13.10.16.jep.jpgHaving moved to England, I have retired for a second time. The first time was from being a University lecturer and chaplain, and now after some years in a Jersey parish, I have retired as a vicar.

I am a bit shocked by the empty diary,- but after the shock, I am growing to like it. It opens up new opportunities- especially for writing. Or even for long neglected poetry.

Like the entrancing Thomas Traherne. He is remembered once a year in the collective mind of Anglicanism.  He lived through the English civil war and tragically died of small pox in his late 30’s. His poetry is considered as difficult as it entrancing and stretching. It bubbles over with mystery, joy and ecstasy.

He was unknown as a poet or public figure in his own lifetime. Many of his poems still haven’t been published. We know a few things about him from his will; such as that he had very few possessions. He left his friends what he did have; which were his books and his old hat. I rather like the old hat. It’s reminds me of Shakespeare leaving his wife his second best bed.

He is big on the link between joy and the experience of God.

”Joy is the only thing that does not cloy the soul of man”

“O never rest til every power turn into delight.

Til love and goodness burn thy thoughts to coals of fire”

Our joys are no impertinent and feeble toys.

They are all God’s, and as they overflow

Return to Him, to whom themselves they owe.”

The question about where you might find joy led me to Dr Henrietta Hughes. She is in charge of encouraging whistle-blowing in the NHS and has been offering advice about happiness.

She suggested that one of the real problems in the NHS is low level grumpiness that could harm patients and contribute to a toxic environment (where people would be afraid to speak out- which is where her advice connects with the whistle blowing part of her job.)

I’m sure her analysis about toxic grumpiness is pretty accurate. But then she rather spoiled things when she went on to talk in terms that would be better suited to a primary school assembly when she urged that “every single person in the NHS had a duty to help make it a happier place to work.”

If only happiness was arrived at by just telling people to be happy. That would be great. But it’s strange that someone paid as much as she is hasn’t notice it doesn’t work like that.

The paradox that lies at the heart of our secular culture is that we often mistake pleasure for happiness. For pleasure we have largely looked to drink, drugs, sex, money and belongings. Few of us end up with only a few some books and an old hat to leave to our friends.

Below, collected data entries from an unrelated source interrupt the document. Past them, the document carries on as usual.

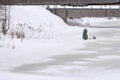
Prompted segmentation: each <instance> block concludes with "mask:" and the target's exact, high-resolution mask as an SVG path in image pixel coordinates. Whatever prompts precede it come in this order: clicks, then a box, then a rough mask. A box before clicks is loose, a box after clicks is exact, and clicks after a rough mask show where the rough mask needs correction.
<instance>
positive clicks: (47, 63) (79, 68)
mask: <svg viewBox="0 0 120 80" xmlns="http://www.w3.org/2000/svg"><path fill="white" fill-rule="evenodd" d="M96 37H97V39H96V40H95V41H92V42H88V43H86V44H85V45H86V46H85V47H84V48H82V49H79V48H78V49H76V51H75V53H73V54H65V55H56V56H51V57H49V59H50V61H47V62H41V63H33V64H26V65H22V66H20V67H16V68H14V69H13V70H12V71H13V72H18V73H19V72H20V73H30V74H43V75H73V74H74V75H80V74H81V73H83V72H91V71H97V72H102V71H107V70H119V69H120V63H119V62H120V30H119V28H118V29H108V30H106V31H102V32H99V33H96Z"/></svg>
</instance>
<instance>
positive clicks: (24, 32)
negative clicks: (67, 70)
mask: <svg viewBox="0 0 120 80" xmlns="http://www.w3.org/2000/svg"><path fill="white" fill-rule="evenodd" d="M87 20H88V19H86V20H84V21H85V22H88V21H87ZM101 21H102V20H101ZM98 23H99V21H98ZM113 23H114V22H113ZM83 29H84V28H81V27H78V26H74V27H72V26H68V25H67V24H65V23H64V22H63V20H62V19H61V18H59V17H58V16H56V15H53V14H52V13H50V12H49V11H47V10H46V9H45V8H42V7H39V6H37V7H35V6H13V7H11V30H10V31H9V33H11V32H17V31H18V32H19V31H20V32H23V33H24V34H25V39H23V41H22V42H21V39H17V38H16V35H14V38H13V39H11V35H8V36H2V35H1V38H2V39H1V40H0V70H1V71H0V79H1V80H9V79H11V80H40V79H41V80H65V79H68V80H80V79H81V80H105V79H106V80H113V79H114V80H119V79H120V78H119V75H118V74H119V71H118V70H108V71H105V72H104V71H101V72H99V73H98V74H97V72H96V71H88V72H81V73H80V74H77V76H72V73H71V76H70V75H69V76H65V75H64V71H67V69H70V70H71V69H73V70H74V69H76V68H77V69H82V68H81V66H77V67H76V66H75V67H74V66H73V67H72V66H70V65H69V66H65V65H61V67H62V70H61V73H63V76H60V75H57V72H56V70H55V69H56V67H55V66H53V67H48V69H46V68H45V70H44V69H43V72H47V73H49V74H50V73H52V74H53V72H55V73H54V74H55V75H53V76H50V75H46V76H45V75H43V74H37V75H35V74H34V75H32V74H30V73H28V74H25V73H24V74H20V73H19V72H22V71H20V70H24V69H21V66H24V65H29V64H34V65H39V64H35V63H43V64H44V65H51V64H53V63H54V60H55V58H51V57H53V56H60V55H69V56H70V59H71V60H72V59H74V58H73V57H74V56H73V57H72V55H74V54H81V55H83V54H82V53H84V52H85V53H87V54H84V55H89V54H94V53H96V51H90V50H87V51H82V50H81V51H80V50H77V49H84V48H86V46H87V44H88V43H92V42H97V41H99V40H104V39H106V38H104V37H99V36H98V35H97V33H98V32H101V31H108V32H109V30H110V31H111V30H114V31H116V29H107V28H106V29H102V28H101V29H99V28H87V29H88V34H89V40H87V41H84V40H82V31H83ZM118 34H119V30H118ZM103 35H104V34H103ZM103 35H102V36H103ZM111 35H112V34H111ZM92 36H96V37H97V39H96V40H90V37H92ZM114 37H115V38H116V39H115V40H117V39H119V37H117V36H114ZM81 55H80V56H81ZM80 56H78V57H80ZM63 57H64V56H63ZM115 57H116V56H115ZM58 58H59V57H58ZM64 58H65V60H66V59H68V56H65V57H64ZM75 58H76V56H75ZM98 58H99V57H97V59H98ZM100 58H101V57H100ZM102 58H103V59H104V58H105V57H102ZM107 58H108V57H107ZM118 58H119V57H118ZM87 59H88V58H87ZM87 59H86V60H87ZM97 59H96V58H95V59H90V60H88V61H92V60H93V62H94V60H95V62H96V60H97ZM103 59H102V60H103ZM105 59H106V58H105ZM68 60H69V59H68ZM75 60H76V59H75ZM52 61H53V63H51V64H50V63H49V62H52ZM47 62H48V63H49V64H46V63H47ZM64 62H65V61H64V59H63V61H61V60H59V59H58V63H64ZM78 63H79V62H78ZM80 63H81V62H80ZM74 64H75V63H74ZM93 64H94V63H93ZM34 65H33V67H34ZM56 66H57V65H56ZM43 67H44V66H43ZM58 67H60V65H58ZM35 68H36V66H35ZM49 68H50V69H49ZM15 69H19V70H18V71H16V72H15ZM25 69H26V70H28V72H29V67H27V68H25ZM30 69H33V68H30ZM30 71H31V70H30ZM62 71H63V72H62ZM83 71H84V69H83ZM23 72H24V71H23ZM33 72H34V70H33ZM35 72H39V69H38V71H35ZM73 72H74V71H73ZM103 75H104V76H103ZM86 76H87V77H86Z"/></svg>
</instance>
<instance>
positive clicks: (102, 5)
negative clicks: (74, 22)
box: [0, 0, 120, 21]
mask: <svg viewBox="0 0 120 80" xmlns="http://www.w3.org/2000/svg"><path fill="white" fill-rule="evenodd" d="M0 5H47V6H48V9H49V10H50V11H51V12H52V13H54V14H56V15H58V16H60V17H62V18H63V19H64V20H65V21H66V19H67V18H71V17H72V18H81V17H120V0H0ZM50 5H54V6H56V7H54V8H50V7H49V6H50ZM57 5H61V6H64V8H59V7H57ZM93 5H94V6H95V5H99V6H107V5H109V6H110V7H109V8H102V7H100V8H93V7H92V6H93ZM113 5H117V6H119V8H111V6H113ZM65 6H72V8H66V7H65ZM86 6H91V7H90V8H84V7H86ZM75 7H80V8H75Z"/></svg>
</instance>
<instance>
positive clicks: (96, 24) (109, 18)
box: [68, 17, 120, 28]
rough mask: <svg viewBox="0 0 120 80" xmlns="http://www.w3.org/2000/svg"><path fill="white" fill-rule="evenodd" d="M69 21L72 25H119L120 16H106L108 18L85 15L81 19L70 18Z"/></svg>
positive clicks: (106, 25) (116, 25)
mask: <svg viewBox="0 0 120 80" xmlns="http://www.w3.org/2000/svg"><path fill="white" fill-rule="evenodd" d="M68 23H69V24H71V25H79V26H91V27H92V26H96V27H113V28H114V27H119V25H120V18H119V17H116V18H115V17H106V18H96V17H91V18H88V17H84V18H80V19H68Z"/></svg>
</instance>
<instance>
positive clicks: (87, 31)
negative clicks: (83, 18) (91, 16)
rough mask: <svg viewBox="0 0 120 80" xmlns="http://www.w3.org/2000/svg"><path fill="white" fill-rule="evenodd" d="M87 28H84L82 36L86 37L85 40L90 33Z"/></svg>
mask: <svg viewBox="0 0 120 80" xmlns="http://www.w3.org/2000/svg"><path fill="white" fill-rule="evenodd" d="M87 32H88V31H87V29H84V30H83V36H82V38H83V39H84V40H87V39H88V34H87Z"/></svg>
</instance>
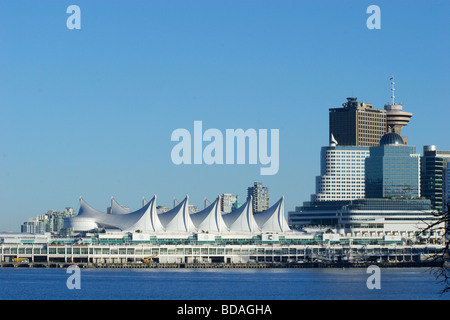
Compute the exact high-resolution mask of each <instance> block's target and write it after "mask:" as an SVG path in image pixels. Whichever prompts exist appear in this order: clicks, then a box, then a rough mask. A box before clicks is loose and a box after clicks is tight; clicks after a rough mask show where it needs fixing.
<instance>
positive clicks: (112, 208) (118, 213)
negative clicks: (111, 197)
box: [111, 198, 130, 214]
mask: <svg viewBox="0 0 450 320" xmlns="http://www.w3.org/2000/svg"><path fill="white" fill-rule="evenodd" d="M127 213H130V209H129V208H126V207H124V206H122V205H120V204H119V203H118V202H117V201H116V200H115V199H114V198H111V214H127Z"/></svg>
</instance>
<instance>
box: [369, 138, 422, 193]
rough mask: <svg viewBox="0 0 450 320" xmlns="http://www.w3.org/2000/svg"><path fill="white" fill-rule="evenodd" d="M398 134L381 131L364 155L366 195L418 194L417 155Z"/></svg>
mask: <svg viewBox="0 0 450 320" xmlns="http://www.w3.org/2000/svg"><path fill="white" fill-rule="evenodd" d="M415 152H416V150H415V147H410V146H407V145H405V144H404V142H403V139H402V137H401V136H400V135H398V134H397V133H394V132H390V133H387V134H385V135H384V136H383V137H382V138H381V140H380V146H378V147H371V148H370V156H369V157H368V158H366V171H365V176H366V198H393V199H413V198H418V197H420V155H418V154H415Z"/></svg>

The problem that we hate to admit is that we have maxed out on pleasure but still haven’t found much happiness; or indeed sanity. We have recently discovered mental illness amongst our young women is at an all-time high, and we don’t have the resources to cushion their pain let alone understand why it has happened.

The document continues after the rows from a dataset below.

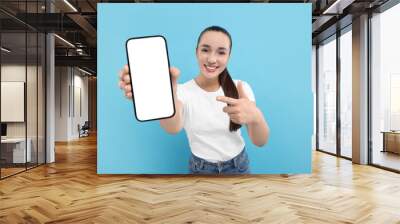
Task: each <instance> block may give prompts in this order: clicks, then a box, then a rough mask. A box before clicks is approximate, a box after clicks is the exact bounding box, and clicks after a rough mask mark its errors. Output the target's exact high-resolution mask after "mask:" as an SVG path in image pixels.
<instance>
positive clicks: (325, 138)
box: [317, 36, 336, 154]
mask: <svg viewBox="0 0 400 224" xmlns="http://www.w3.org/2000/svg"><path fill="white" fill-rule="evenodd" d="M317 53H318V61H317V63H318V99H317V100H318V124H317V125H318V149H319V150H322V151H326V152H329V153H334V154H336V36H332V37H331V38H329V39H328V40H327V41H325V42H324V43H321V44H320V45H319V47H318V52H317Z"/></svg>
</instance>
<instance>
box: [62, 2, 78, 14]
mask: <svg viewBox="0 0 400 224" xmlns="http://www.w3.org/2000/svg"><path fill="white" fill-rule="evenodd" d="M64 2H65V4H67V5H68V6H69V7H70V8H71V9H72V10H74V11H75V12H78V10H77V9H76V8H75V7H74V6H73V5H72V4H71V3H69V1H68V0H64Z"/></svg>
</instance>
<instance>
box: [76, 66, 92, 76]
mask: <svg viewBox="0 0 400 224" xmlns="http://www.w3.org/2000/svg"><path fill="white" fill-rule="evenodd" d="M78 70H79V71H81V72H83V73H85V74H87V75H90V76H91V75H92V73H90V72H88V71H86V70H83V69H81V68H79V67H78Z"/></svg>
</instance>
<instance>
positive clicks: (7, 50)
mask: <svg viewBox="0 0 400 224" xmlns="http://www.w3.org/2000/svg"><path fill="white" fill-rule="evenodd" d="M1 50H2V51H4V52H6V53H10V52H11V50H9V49H7V48H5V47H1Z"/></svg>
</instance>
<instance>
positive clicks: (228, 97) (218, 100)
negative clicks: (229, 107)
mask: <svg viewBox="0 0 400 224" xmlns="http://www.w3.org/2000/svg"><path fill="white" fill-rule="evenodd" d="M217 101H220V102H223V103H227V104H229V105H236V104H237V99H234V98H230V97H226V96H217Z"/></svg>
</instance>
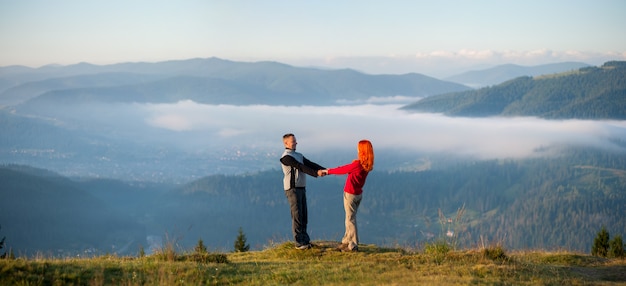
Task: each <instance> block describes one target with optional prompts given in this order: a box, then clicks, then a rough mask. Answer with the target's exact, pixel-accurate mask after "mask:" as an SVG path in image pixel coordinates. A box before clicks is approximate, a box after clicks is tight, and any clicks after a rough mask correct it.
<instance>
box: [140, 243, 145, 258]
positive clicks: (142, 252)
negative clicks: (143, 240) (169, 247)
mask: <svg viewBox="0 0 626 286" xmlns="http://www.w3.org/2000/svg"><path fill="white" fill-rule="evenodd" d="M145 256H146V251H145V250H144V249H143V245H139V257H145Z"/></svg>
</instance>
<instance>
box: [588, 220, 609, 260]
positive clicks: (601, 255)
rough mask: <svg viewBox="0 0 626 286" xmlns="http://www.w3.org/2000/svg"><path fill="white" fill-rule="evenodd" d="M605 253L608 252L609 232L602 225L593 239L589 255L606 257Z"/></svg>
mask: <svg viewBox="0 0 626 286" xmlns="http://www.w3.org/2000/svg"><path fill="white" fill-rule="evenodd" d="M607 254H609V232H608V231H606V228H604V226H603V227H602V229H601V230H600V231H599V232H598V235H597V236H596V238H595V239H594V240H593V246H592V247H591V255H594V256H600V257H606V256H607Z"/></svg>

So perhaps we should take seriously the possibility of discovering joy? It will be a surprise to some to discover that faith in God seems to work better than many other routes.

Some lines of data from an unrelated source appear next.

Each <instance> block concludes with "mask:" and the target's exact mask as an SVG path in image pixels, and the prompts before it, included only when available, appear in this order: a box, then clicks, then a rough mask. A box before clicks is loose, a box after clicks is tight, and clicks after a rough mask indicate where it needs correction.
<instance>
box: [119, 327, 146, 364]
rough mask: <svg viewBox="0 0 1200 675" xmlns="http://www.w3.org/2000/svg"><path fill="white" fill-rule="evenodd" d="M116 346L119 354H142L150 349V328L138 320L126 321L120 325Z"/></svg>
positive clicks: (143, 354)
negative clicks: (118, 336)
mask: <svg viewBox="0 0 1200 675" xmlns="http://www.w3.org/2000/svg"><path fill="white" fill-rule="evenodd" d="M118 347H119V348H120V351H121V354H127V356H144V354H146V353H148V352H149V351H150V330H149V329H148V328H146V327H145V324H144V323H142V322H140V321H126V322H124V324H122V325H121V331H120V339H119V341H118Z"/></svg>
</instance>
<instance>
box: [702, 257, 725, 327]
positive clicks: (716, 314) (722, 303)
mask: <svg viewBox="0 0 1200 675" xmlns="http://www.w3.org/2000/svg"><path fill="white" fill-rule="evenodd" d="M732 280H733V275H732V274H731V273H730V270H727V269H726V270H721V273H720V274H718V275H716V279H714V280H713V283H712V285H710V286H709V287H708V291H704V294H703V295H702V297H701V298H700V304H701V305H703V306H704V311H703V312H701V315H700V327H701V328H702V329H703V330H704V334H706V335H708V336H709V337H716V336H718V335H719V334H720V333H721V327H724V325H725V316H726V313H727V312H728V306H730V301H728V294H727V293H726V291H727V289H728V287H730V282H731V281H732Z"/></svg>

The scientific evidence is growing stronger. A recent edition of Behavioural Medicine documents a fresh study that claimed that believing in God was directly related to higher degrees of what it called ‘life satisfaction’, by which I think it means happiness. It explained that one of the things that characterise people who believe in God is hope, optimism and a greater sense that life has meaning; that love wins out over despair.

Over the last 20 years there have been more and more psychological studies like this saying the same thing. Belief in God leads to joy.

In a culture that rightly puts a lot of store by scientific evidence it would have been interesting to see Dr Hughes suggest pursuing faith in God as a course of action that has been proved to bring joy and meaning to people’s lives and was actually the spark that birthed hospital care in the first place.

But maybe the propaganda against God, against the quest for faith, has been running too long and too deep for it to be easy for people to reassess things for themselves and examine the evidence dispassionately.

However even if the science and the psychological studies don’t convince, and empty advice from bureaucrats doesn’t impress, try the poets; especially the group we call the Metaphysicals. They knew a thing or two about joy. And anything that dilutes toxic grumpiness and brings back meaning and generosity of spirit might serve us better than the bureaucratic finger wag.